Greece’s so-called troika of foreign lenders — the European Central Bank, European Commission and International Monetary Fund — have required the measures as a condition for releasing the next installment of $11 billion in aid that the country needs to meet expenses starting in mid-October. Fears of a Greek default have shaken world markets and revealed deep fissures in the European Union.
Finance Minister Evangelos Venizelos told Parliament on Wednesday that Greece had no choice but to continue with its austerity program in order to appease the financial markets. “The markets are blackmailing us and the circumstances are humiliating us,” he said.
He added that the government would do everything possible to keep the country “out of danger.” In a rare about-face, Mr. Venizelos, a Socialist Party stalwart who is widely seen as holding the reins of Prime Minister George Papandreou’s government, said that Greece was fortunate to be under foreign supervision.
“The Greek people are suffering, the country is upset and depressed but also dignified and proud,” Mr. Venizelos added.
Coming just months after the government passed an earlier package of unpopular austerity measures, including tax increases and wage freezes, the new measures are wildly unpopular and touch for the first time on two pillars of Greek society — the civil service and family homes — further squeezing a society in which one in five workers is employed by the public sector.
A growing number of Greeks are increasingly confused and upset by the ever-evolving and expanding measures. On Wednesday, Greece’s two main labor unions called 24-hour general strikes for Oct. 5 and 19.
“Last year, we were prepared to make these sacrifices, we recognized the need,” said Antonis Karanikas, 48, the head of a public-sector entity that evaluates insurance claims made by farmers, as he participated on Wednesday in a peaceful protest by public-sector workers in Athens.
“But what the government is trying to do now is without a real plan,” he added. “It’s creating a sense of panic among a large segment of the Greek population.”
After a seven-hour cabinet meeting on Wednesday, the government issued a statement detailing the new measures, but it failed to confirm, or flesh out, a new property tax announced earlier this month. Originally, Mr. Venizelos said the tax would range from 50 cents to about $14 a square meter, or 11 square feet, depending on the value of the property and the building’s age. But there has been some debate about increasing the top of the scale to $28.
The tax would be levied through electricity bills in order to thwart evasion. But the powerful union that represents the public energy utility said it would oppose the tax, making its implementation uncertain.
On Wednesday, the government also announced that it would lower the threshold above which income is taxed to $6,800 annually from about $11,000. It would also cut pensions above $1,600 a month and pensions above about $1,400 a month for retirees younger than 55.
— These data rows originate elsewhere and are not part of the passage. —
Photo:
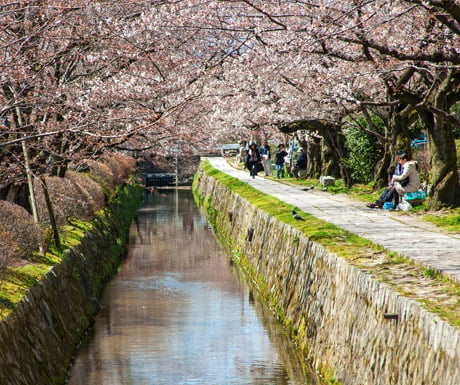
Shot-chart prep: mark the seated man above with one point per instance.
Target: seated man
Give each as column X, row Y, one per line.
column 300, row 168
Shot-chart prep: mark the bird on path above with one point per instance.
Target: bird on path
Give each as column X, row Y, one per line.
column 297, row 216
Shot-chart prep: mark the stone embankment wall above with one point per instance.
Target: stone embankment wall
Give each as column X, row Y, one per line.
column 38, row 340
column 351, row 326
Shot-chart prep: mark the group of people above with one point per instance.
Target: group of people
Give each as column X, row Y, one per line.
column 259, row 158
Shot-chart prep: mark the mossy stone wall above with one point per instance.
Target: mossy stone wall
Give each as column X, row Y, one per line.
column 354, row 329
column 38, row 340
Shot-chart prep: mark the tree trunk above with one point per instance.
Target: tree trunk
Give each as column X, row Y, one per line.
column 333, row 143
column 444, row 177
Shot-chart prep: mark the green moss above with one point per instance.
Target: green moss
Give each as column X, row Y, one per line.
column 15, row 281
column 356, row 250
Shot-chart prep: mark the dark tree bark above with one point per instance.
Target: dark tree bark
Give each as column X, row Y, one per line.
column 334, row 141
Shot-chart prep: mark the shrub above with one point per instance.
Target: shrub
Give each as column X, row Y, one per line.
column 89, row 187
column 9, row 249
column 67, row 198
column 14, row 219
column 364, row 151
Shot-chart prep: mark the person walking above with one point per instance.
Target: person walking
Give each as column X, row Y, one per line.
column 279, row 160
column 266, row 158
column 253, row 159
column 300, row 168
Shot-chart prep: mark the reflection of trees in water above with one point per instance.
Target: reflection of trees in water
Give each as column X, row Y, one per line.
column 179, row 305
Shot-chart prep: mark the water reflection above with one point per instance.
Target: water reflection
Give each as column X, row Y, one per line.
column 177, row 313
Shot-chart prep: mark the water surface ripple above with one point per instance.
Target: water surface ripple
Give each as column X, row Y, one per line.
column 177, row 313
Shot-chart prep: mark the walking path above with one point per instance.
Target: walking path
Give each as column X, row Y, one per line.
column 414, row 239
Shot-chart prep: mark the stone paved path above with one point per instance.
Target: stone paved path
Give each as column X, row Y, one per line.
column 418, row 241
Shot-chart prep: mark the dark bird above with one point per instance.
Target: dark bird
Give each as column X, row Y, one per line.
column 297, row 216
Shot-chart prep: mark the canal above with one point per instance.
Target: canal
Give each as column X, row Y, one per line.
column 179, row 313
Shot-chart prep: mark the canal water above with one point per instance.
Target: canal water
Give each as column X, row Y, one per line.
column 178, row 313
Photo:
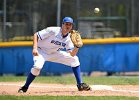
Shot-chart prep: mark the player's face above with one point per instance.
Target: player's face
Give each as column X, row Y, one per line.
column 66, row 27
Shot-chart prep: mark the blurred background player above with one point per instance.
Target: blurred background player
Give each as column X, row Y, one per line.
column 54, row 44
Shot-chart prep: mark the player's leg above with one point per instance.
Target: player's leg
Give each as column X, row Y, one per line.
column 67, row 59
column 35, row 71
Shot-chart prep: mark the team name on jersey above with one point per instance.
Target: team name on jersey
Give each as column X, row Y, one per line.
column 58, row 43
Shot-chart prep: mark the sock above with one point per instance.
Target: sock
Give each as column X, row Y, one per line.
column 77, row 71
column 29, row 80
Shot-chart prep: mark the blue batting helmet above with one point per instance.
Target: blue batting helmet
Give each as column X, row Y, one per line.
column 67, row 19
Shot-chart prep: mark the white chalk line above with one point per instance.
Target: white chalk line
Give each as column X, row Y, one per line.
column 94, row 87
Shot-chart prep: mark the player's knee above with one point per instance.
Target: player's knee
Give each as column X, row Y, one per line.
column 35, row 71
column 75, row 62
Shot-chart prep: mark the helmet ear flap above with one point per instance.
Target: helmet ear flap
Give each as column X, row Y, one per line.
column 67, row 19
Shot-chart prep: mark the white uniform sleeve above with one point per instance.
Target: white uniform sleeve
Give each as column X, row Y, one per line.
column 44, row 33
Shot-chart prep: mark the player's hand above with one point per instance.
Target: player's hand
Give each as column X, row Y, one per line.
column 35, row 52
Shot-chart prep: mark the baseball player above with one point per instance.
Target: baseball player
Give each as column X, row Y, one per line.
column 54, row 44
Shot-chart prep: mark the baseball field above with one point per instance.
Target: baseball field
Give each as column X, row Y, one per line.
column 64, row 88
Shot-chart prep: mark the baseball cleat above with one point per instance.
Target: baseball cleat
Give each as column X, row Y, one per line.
column 83, row 87
column 22, row 90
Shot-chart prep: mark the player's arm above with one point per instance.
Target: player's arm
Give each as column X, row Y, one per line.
column 74, row 51
column 35, row 41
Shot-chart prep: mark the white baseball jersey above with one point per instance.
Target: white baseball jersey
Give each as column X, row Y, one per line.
column 52, row 46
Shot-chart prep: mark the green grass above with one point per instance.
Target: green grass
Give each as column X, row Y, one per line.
column 67, row 98
column 118, row 80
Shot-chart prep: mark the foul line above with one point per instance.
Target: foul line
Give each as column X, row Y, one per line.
column 94, row 87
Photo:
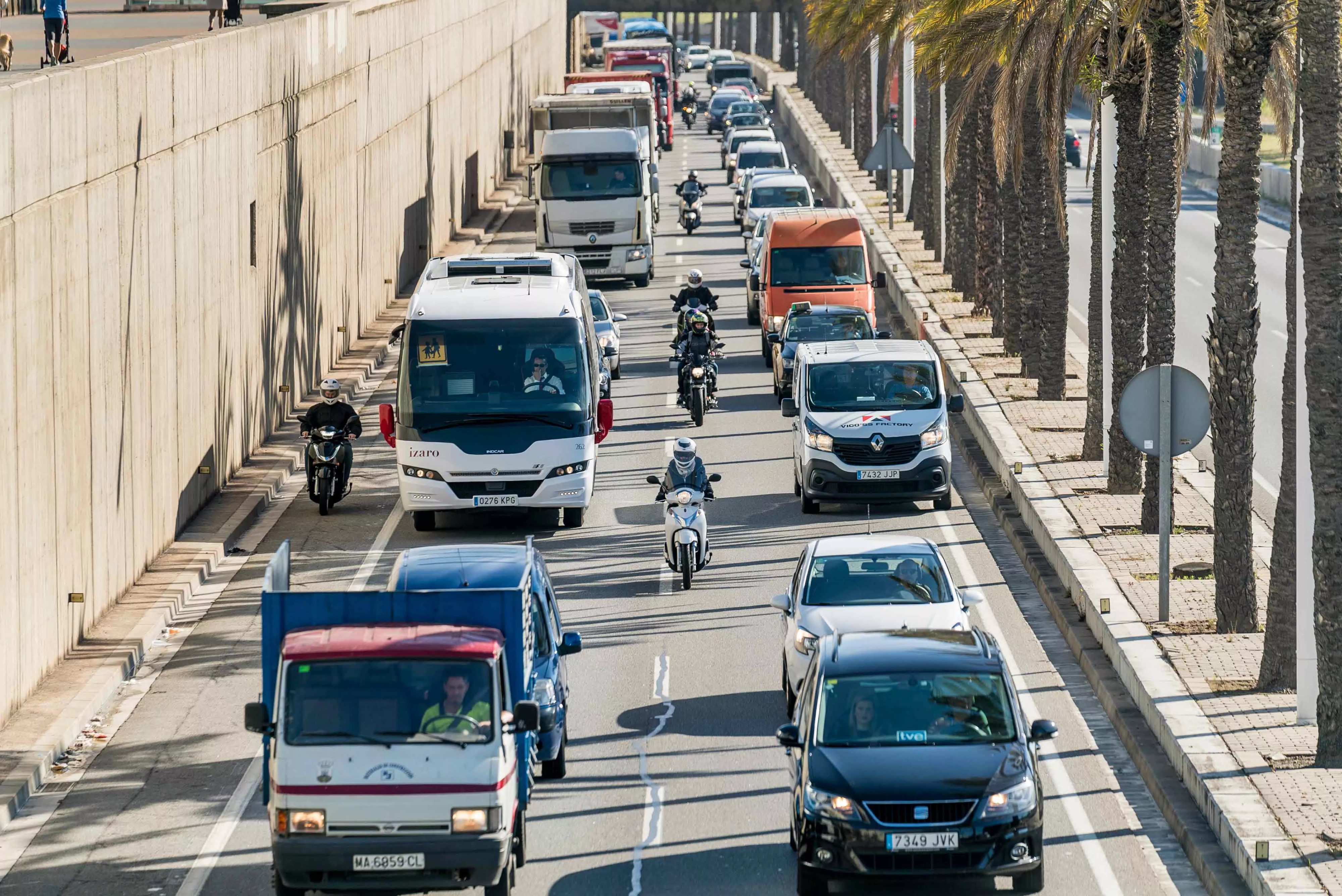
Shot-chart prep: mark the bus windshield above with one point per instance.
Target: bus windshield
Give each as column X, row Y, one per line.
column 457, row 372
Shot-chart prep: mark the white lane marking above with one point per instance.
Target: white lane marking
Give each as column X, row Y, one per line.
column 223, row 830
column 1077, row 815
column 653, row 792
column 375, row 553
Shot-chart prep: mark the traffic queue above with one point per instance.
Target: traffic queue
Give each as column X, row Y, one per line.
column 406, row 729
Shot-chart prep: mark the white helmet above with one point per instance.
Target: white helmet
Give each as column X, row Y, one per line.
column 684, row 455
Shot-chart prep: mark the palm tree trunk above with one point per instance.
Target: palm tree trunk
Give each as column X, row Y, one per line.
column 1163, row 184
column 1093, row 443
column 1233, row 343
column 1277, row 670
column 1128, row 302
column 1321, row 253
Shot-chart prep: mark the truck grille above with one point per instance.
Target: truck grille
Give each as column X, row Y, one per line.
column 896, row 451
column 939, row 814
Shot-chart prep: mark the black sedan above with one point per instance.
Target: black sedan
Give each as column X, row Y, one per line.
column 912, row 757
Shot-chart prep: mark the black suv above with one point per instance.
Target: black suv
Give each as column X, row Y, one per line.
column 912, row 757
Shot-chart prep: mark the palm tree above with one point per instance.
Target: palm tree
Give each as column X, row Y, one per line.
column 1321, row 251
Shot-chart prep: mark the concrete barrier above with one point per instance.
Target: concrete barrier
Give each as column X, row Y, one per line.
column 191, row 235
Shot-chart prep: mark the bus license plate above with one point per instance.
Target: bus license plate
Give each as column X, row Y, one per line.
column 402, row 862
column 935, row 840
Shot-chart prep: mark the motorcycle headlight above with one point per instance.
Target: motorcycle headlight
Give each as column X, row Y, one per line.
column 935, row 435
column 827, row 804
column 1014, row 801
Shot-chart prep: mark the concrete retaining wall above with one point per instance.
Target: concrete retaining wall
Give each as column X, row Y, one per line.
column 191, row 235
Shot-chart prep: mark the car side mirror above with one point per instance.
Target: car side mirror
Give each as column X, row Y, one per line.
column 527, row 716
column 1042, row 730
column 257, row 718
column 971, row 596
column 571, row 643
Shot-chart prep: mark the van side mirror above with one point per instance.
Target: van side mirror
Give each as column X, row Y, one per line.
column 572, row 643
column 257, row 718
column 527, row 716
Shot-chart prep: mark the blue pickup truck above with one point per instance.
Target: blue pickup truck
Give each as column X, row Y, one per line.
column 402, row 725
On Wednesday, the government said it would move ahead in October with placing about 30,000 civil servants — or 3 percent of the public work force — on a so-called labor reserve program in which their wages would be cut for 12 months, after which their positions could be terminated.
Labor unions and the center-right opposition have criticized this as a back door to firing. Under the Constitution, public-sector workers cannot be fired.
Ilias Mossialos, the government spokesman, said that talks between Greece and its foreign lenders would pick up again next week when the foreign inspectors return to Athens. Talks broke down this month when the lenders said they were unconvinced that Greece could meet its deficit reduction targets in view of the slow pace of carrying out the austerity measures.